Another little boy that they had given birth to. And here was this Dad who was from a culture where he was never to hold the baby, a crying baby, never changed the nappy. Never do any of this stuff. And I was able to, in a space of six hours, was the time that I spent with them to just gently but also carefully show them that this was a new way that was required for them, that he was going to have to be brave and step into new spaces, that he and his wife would have to be challenged to do new things that culturally they wouldn’t have ever had to have done. And it wasn’t fair for them because they were entitled in their own culture to have so much extra help. And they didn’t have it here now, but to show them that if they were willing to be brave enough and turn to each other and support each other, that they could build this new way, this new life. And so in the same way that this couple were brave enough to move from their own country, choose a new life, and to leave secure professions and to come to a new country, that they could also use that bravery in this new parenting journey that was going to require new things for them and to step outside of what was culturally normal for them. 

And that’s just one example of the really important and profound spaces that we get invited to in into as midwives. And so, you know. Now I see and I recognize this telos, you know, this Greek philosophical construct of what it is I’m on this planet to do this midwifery business. I see it. And now I’m a midwifery lecturer. So, I grow midwives myself. And so, I make midwives that are enabled and charged with that call to not just be technically proficient practitioners, which they must be, but also to provide woman centered care that empowers women and their families in this life changing experience of becoming a parent. I also, you know, offer professional leadership, and I’m really fortunate to have the opportunity to give back from what I’ve been given by midwifery, to give back in the leadership that I offer. I’m the Vice President of the Australian College of Midwives. And so, I’m able to offer leadership and guidance at a governance level to lead our profession to ensure that we can continue to do these into the future, to offer this business of being with women and their families. 

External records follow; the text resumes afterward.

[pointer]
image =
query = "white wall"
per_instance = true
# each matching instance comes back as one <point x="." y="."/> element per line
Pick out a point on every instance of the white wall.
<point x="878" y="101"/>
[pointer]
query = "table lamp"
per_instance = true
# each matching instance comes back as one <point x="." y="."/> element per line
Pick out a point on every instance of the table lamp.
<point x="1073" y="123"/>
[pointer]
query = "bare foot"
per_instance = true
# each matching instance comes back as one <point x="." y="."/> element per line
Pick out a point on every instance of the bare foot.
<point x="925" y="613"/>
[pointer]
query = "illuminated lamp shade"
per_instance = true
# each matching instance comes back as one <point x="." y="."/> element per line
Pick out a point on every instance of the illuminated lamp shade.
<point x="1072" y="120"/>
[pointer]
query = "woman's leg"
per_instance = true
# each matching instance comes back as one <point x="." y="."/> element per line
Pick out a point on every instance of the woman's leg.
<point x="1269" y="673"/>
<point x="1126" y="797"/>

And I see a sense of, you know, the stirring that happened in me that day when I had that conversation at the barbecue that, you know, I need more direction and this is going to spur me on. And, you know, other instances where you’ve experienced the obstacles that they can help to refine you, that can help to show where you’re meant to go. And I guess the stories, you don’t always have to know where you’re going to go. You will end up where you’re meant to be. And yeah, I’m, that’s why I do midwifery is that I get to be with women and empower them and their families every day.